Inconceivable! The Plausibility of a Stateless Society Originally published for The Libertarian Christian Institute4 min read
Among Christian libertarians, as with other libertarians, there are differing views concerning the legitimacy, necessity, and inevitability of the state. For some, this is the worn-out debate between a view supporting statelessness (or ‘anarchism’) for a free society, and a view supporting a limited state (or ‘minarchism’) for a free society. Can libertarians, both anarchists and minarchists, cooperate in pursuit of a free society? I think they can. Nevertheless, there is genuine disagreement between these two views, and each view is worth considering.
In a series of articles, I’ll address several common objections I’ve found to be made from a minarchist view against anarchism. The first concerns law and order and the question of the state’s legitimacy. The second concerns human sinfulness and the question of the state’s necessity. The third concerns dominance hierarchy and the question of the state’s inevitability.

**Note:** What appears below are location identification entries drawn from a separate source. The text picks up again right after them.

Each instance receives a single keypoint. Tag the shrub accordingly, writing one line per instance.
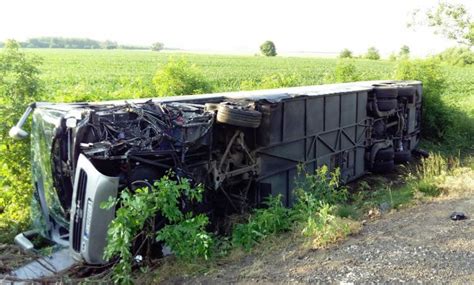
(372, 53)
(457, 56)
(345, 53)
(316, 195)
(316, 189)
(135, 218)
(261, 223)
(19, 86)
(271, 81)
(345, 71)
(431, 173)
(437, 118)
(268, 49)
(188, 238)
(404, 52)
(324, 228)
(180, 78)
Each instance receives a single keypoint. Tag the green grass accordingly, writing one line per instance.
(104, 74)
(70, 75)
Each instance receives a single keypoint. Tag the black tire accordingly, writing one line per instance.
(402, 156)
(386, 92)
(379, 129)
(211, 107)
(383, 166)
(238, 116)
(387, 105)
(385, 154)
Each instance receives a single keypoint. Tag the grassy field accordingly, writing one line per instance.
(104, 74)
(92, 75)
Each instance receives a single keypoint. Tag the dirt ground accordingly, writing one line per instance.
(417, 244)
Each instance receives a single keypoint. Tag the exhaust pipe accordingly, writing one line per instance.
(16, 132)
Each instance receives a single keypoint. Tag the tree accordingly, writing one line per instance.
(453, 21)
(404, 52)
(157, 46)
(19, 86)
(372, 53)
(268, 48)
(180, 78)
(345, 53)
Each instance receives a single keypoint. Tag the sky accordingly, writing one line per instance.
(233, 26)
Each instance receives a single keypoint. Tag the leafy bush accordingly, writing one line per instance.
(437, 117)
(188, 238)
(318, 189)
(180, 78)
(372, 53)
(404, 52)
(457, 56)
(271, 81)
(135, 218)
(345, 71)
(431, 173)
(157, 46)
(268, 48)
(345, 53)
(261, 223)
(19, 86)
(316, 196)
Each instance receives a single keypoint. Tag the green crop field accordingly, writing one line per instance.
(74, 75)
(94, 75)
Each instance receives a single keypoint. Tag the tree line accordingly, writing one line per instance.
(78, 43)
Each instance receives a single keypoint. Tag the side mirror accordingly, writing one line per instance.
(17, 132)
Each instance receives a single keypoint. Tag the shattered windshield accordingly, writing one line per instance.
(44, 126)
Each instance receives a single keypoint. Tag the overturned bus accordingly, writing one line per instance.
(244, 146)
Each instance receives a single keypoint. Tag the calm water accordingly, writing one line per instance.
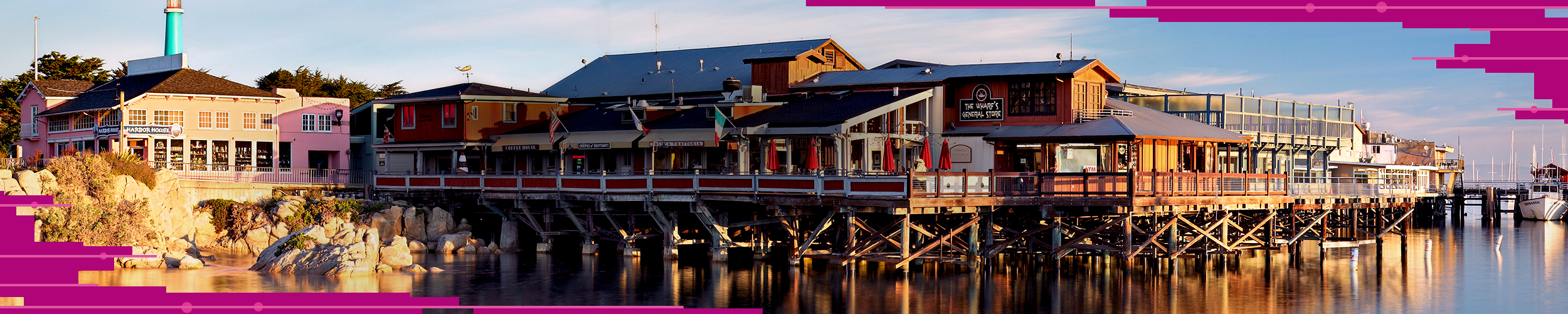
(1466, 271)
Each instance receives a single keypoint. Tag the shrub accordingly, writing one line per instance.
(105, 224)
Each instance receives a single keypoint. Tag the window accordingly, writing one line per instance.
(83, 121)
(58, 124)
(139, 117)
(449, 115)
(408, 117)
(168, 117)
(203, 120)
(267, 121)
(1032, 99)
(248, 121)
(315, 123)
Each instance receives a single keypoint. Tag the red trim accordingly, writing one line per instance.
(626, 184)
(725, 183)
(877, 186)
(391, 181)
(424, 181)
(672, 183)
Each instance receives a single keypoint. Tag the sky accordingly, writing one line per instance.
(532, 45)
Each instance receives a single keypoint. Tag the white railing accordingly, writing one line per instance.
(1084, 115)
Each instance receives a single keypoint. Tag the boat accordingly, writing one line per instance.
(1547, 197)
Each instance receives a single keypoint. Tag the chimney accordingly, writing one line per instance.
(171, 29)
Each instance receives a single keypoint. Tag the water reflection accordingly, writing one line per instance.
(1465, 271)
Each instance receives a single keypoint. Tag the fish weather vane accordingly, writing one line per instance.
(466, 74)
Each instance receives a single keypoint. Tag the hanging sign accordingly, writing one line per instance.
(980, 106)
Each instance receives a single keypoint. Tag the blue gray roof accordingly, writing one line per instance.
(634, 74)
(941, 73)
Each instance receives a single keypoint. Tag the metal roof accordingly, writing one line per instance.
(634, 74)
(1145, 123)
(941, 73)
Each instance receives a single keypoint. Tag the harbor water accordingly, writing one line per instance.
(1515, 268)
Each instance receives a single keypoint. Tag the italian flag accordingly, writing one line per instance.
(719, 124)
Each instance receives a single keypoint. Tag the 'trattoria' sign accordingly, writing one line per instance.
(980, 106)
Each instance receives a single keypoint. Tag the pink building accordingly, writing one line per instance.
(186, 120)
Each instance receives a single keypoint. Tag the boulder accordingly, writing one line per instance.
(397, 253)
(413, 225)
(438, 224)
(30, 183)
(452, 242)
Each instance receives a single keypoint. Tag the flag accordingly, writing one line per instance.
(719, 124)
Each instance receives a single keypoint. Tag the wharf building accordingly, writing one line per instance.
(186, 120)
(798, 146)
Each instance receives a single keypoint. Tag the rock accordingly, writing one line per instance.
(413, 225)
(49, 181)
(438, 224)
(30, 183)
(397, 253)
(190, 263)
(452, 242)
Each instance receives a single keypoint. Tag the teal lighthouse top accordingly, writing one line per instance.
(171, 32)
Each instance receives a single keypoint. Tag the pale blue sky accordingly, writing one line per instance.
(531, 45)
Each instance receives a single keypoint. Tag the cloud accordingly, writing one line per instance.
(1202, 79)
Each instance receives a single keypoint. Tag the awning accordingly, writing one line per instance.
(691, 139)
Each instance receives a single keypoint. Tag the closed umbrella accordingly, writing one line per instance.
(813, 162)
(946, 162)
(888, 158)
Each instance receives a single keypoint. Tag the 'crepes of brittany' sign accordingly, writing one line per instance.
(980, 106)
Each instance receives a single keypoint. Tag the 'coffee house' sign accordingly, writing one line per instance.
(980, 106)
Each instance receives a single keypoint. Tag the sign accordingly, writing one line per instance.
(679, 143)
(980, 106)
(165, 131)
(593, 145)
(105, 133)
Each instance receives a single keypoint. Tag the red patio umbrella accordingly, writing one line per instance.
(813, 162)
(946, 162)
(772, 156)
(926, 153)
(888, 159)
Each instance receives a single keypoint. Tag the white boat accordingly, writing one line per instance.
(1545, 203)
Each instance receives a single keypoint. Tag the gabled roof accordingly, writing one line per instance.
(1145, 123)
(61, 89)
(634, 74)
(455, 92)
(943, 73)
(170, 82)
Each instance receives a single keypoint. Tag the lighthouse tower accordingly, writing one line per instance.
(171, 30)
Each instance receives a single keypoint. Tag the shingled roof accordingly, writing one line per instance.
(170, 82)
(61, 89)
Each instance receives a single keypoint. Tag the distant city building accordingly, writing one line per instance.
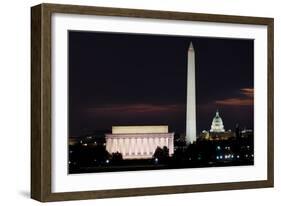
(139, 142)
(217, 124)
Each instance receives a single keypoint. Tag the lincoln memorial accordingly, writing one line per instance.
(139, 142)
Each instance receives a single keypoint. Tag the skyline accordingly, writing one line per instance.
(144, 82)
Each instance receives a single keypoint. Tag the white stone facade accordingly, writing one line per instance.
(139, 146)
(191, 97)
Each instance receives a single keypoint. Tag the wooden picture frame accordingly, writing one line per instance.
(41, 172)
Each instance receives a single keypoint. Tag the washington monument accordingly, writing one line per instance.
(191, 97)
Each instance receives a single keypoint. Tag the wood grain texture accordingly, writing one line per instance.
(41, 101)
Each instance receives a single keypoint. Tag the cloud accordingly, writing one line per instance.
(247, 98)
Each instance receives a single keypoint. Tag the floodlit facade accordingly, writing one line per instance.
(139, 142)
(217, 124)
(191, 97)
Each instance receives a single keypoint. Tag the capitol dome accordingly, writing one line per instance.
(217, 124)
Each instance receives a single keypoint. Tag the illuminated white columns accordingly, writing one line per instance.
(138, 146)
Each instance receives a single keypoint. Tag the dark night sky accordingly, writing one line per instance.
(129, 79)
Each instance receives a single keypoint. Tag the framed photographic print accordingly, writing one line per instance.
(132, 102)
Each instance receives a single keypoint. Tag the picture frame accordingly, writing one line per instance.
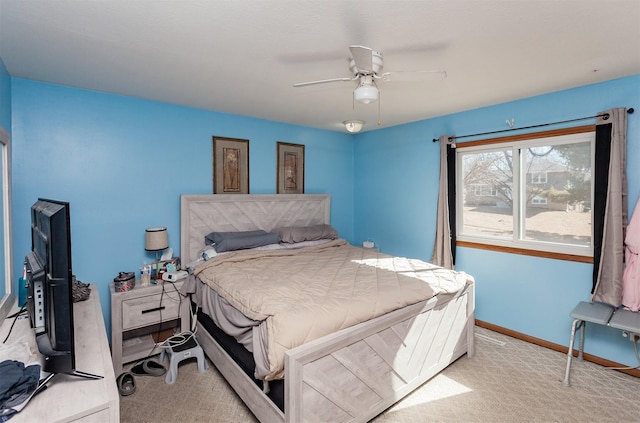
(290, 168)
(230, 165)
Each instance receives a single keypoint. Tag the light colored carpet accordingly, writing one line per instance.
(508, 380)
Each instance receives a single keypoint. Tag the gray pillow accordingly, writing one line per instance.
(291, 234)
(231, 241)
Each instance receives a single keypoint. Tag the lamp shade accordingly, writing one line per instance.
(366, 92)
(354, 125)
(156, 239)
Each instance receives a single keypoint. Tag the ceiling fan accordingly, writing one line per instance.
(366, 65)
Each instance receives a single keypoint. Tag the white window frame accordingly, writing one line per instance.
(517, 241)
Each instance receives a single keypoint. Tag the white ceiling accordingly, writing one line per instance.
(243, 57)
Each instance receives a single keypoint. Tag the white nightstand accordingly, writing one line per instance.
(141, 313)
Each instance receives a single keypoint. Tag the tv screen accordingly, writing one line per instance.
(49, 275)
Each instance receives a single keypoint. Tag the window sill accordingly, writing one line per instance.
(526, 252)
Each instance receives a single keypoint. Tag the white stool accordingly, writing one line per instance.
(179, 348)
(584, 312)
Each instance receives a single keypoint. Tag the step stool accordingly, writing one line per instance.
(176, 352)
(584, 312)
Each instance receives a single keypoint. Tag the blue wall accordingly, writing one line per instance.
(5, 123)
(396, 192)
(5, 98)
(123, 162)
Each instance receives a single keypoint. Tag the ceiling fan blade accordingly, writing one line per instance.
(323, 81)
(363, 57)
(413, 76)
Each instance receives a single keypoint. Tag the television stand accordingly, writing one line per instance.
(78, 396)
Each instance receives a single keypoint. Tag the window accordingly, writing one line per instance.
(539, 178)
(529, 192)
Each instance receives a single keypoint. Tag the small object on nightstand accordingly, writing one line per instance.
(145, 274)
(125, 281)
(174, 276)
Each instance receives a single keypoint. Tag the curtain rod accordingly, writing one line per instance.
(605, 116)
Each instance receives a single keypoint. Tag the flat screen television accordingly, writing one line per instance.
(50, 286)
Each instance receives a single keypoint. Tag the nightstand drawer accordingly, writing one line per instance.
(147, 310)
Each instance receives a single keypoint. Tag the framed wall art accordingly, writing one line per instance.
(230, 166)
(290, 179)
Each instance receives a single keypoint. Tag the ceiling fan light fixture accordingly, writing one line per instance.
(353, 125)
(366, 93)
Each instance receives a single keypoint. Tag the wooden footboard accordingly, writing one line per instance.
(355, 374)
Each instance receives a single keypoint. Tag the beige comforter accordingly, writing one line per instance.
(304, 294)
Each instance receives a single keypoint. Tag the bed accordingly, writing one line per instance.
(352, 374)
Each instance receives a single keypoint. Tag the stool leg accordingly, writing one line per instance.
(202, 363)
(582, 330)
(570, 352)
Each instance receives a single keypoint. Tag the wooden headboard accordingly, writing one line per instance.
(203, 214)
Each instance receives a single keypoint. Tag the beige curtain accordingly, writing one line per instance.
(443, 249)
(610, 218)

The fourth concerns our (in)ability to imagine a free and stateless society, and also the question of the plausibility of statelessness.

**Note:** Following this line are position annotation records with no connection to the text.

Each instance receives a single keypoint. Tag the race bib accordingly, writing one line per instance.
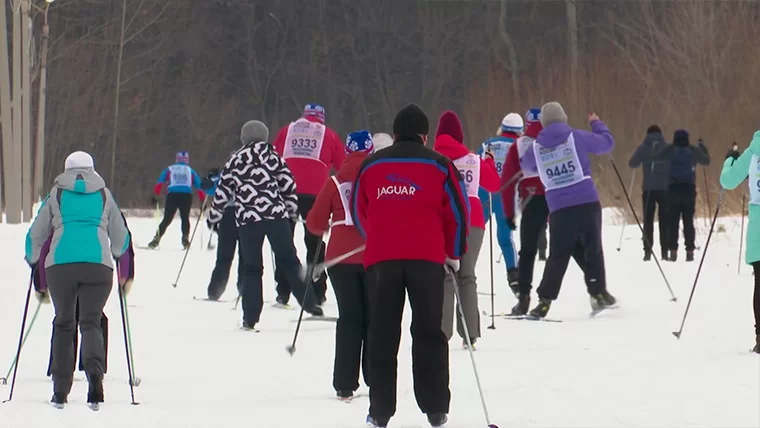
(344, 190)
(469, 167)
(523, 144)
(180, 175)
(754, 180)
(304, 140)
(499, 151)
(559, 166)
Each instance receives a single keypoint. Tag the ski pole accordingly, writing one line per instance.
(21, 336)
(646, 240)
(677, 334)
(625, 219)
(4, 380)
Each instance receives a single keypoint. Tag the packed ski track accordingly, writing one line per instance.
(622, 368)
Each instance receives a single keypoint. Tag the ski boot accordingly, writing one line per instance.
(522, 306)
(513, 279)
(437, 419)
(541, 309)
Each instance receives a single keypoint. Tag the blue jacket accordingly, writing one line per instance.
(84, 220)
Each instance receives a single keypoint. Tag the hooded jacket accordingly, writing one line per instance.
(513, 178)
(311, 174)
(81, 219)
(734, 173)
(330, 204)
(449, 141)
(598, 141)
(259, 182)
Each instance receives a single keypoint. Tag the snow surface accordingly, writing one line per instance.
(621, 369)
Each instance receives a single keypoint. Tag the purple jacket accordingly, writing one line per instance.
(598, 141)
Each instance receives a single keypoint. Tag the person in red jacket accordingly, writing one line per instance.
(349, 278)
(409, 203)
(476, 172)
(535, 211)
(310, 149)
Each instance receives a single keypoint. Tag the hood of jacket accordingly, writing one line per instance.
(446, 145)
(80, 180)
(450, 125)
(554, 134)
(350, 167)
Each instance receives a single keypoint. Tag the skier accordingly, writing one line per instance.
(180, 179)
(409, 203)
(264, 191)
(227, 242)
(509, 131)
(682, 159)
(87, 231)
(535, 211)
(560, 156)
(349, 279)
(654, 189)
(735, 169)
(477, 174)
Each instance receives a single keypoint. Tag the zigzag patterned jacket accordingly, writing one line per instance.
(260, 183)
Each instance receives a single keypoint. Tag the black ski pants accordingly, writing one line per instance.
(305, 202)
(683, 200)
(576, 232)
(351, 289)
(281, 240)
(225, 254)
(181, 202)
(653, 200)
(532, 226)
(389, 283)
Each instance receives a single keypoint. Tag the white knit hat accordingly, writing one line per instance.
(79, 160)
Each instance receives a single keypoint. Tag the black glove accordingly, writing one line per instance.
(511, 224)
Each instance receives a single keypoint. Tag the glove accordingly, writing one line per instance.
(511, 224)
(453, 264)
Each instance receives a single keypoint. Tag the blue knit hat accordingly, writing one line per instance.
(315, 110)
(359, 141)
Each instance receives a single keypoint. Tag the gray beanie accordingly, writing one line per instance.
(552, 113)
(254, 131)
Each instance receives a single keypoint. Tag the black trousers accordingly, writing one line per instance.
(532, 226)
(305, 202)
(682, 204)
(174, 202)
(281, 240)
(653, 200)
(349, 282)
(389, 283)
(225, 254)
(576, 232)
(756, 267)
(103, 326)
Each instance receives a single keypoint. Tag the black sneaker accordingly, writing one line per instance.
(522, 306)
(437, 419)
(541, 309)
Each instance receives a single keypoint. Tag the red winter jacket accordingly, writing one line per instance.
(310, 174)
(449, 142)
(343, 238)
(512, 174)
(409, 203)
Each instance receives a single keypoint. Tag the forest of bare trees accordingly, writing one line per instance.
(133, 81)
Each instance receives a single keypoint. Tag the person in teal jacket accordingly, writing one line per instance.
(88, 232)
(735, 169)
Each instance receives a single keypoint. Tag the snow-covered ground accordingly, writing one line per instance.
(621, 369)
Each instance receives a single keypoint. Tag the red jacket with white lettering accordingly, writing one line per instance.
(343, 238)
(511, 173)
(409, 203)
(311, 174)
(449, 142)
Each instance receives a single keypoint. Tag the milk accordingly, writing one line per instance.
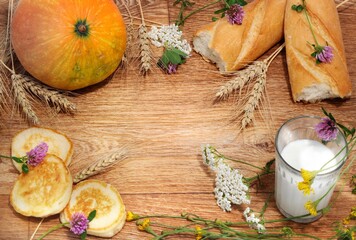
(309, 155)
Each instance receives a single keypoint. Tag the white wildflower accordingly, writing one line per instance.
(229, 187)
(169, 36)
(253, 221)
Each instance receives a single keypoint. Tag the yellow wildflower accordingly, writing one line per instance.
(311, 207)
(305, 187)
(199, 233)
(144, 224)
(131, 216)
(308, 179)
(308, 176)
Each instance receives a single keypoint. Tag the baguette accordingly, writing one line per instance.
(232, 47)
(311, 82)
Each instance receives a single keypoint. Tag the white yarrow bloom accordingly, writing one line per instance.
(253, 221)
(229, 187)
(169, 36)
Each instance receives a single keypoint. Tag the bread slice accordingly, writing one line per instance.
(58, 143)
(311, 82)
(44, 191)
(232, 47)
(96, 195)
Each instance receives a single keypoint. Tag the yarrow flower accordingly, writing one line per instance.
(169, 36)
(327, 129)
(253, 221)
(78, 223)
(229, 187)
(235, 14)
(36, 155)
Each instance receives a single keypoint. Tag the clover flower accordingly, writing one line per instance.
(36, 155)
(229, 187)
(78, 223)
(308, 179)
(171, 68)
(253, 221)
(143, 224)
(169, 36)
(326, 129)
(131, 216)
(324, 54)
(235, 14)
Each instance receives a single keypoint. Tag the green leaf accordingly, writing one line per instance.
(220, 10)
(24, 168)
(18, 160)
(241, 2)
(268, 165)
(92, 215)
(83, 235)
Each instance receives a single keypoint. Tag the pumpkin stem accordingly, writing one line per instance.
(81, 28)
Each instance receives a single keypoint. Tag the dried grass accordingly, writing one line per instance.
(100, 165)
(50, 97)
(22, 100)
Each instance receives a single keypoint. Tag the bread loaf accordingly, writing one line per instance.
(310, 81)
(232, 47)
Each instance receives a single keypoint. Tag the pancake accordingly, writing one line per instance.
(44, 191)
(96, 195)
(58, 143)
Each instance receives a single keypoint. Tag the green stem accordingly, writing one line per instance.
(310, 26)
(52, 229)
(181, 22)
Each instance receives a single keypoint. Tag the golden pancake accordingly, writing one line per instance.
(96, 195)
(45, 190)
(58, 143)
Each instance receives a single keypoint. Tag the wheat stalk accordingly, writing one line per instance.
(46, 94)
(100, 165)
(254, 98)
(242, 78)
(21, 98)
(145, 51)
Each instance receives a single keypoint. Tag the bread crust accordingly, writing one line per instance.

In the first three articles of this series, I addressed common minarchist objections to anarchism concerning the state’s supposed legitimacy, necessity, and inevitability. The fourth objection concerns our inability or difficulty in imagining civil governance in a stateless free society and the question of its plausibility.
Similar to the objection concerning the state’s supposed inevitability (which depends on faulty assumptions more than an argument), this objection concerning the supposed implausibility of stateless civil governance is less of an argument than it is a failure of imagination.
Of course, difficulty in conceiving how civil governance without a state could work is quite understandable. It’s well established that we often have a bias toward that which is more familiar. And most of us have become aware of the range of ideas that delimits what is “thinkable” and publicly discussible in politics.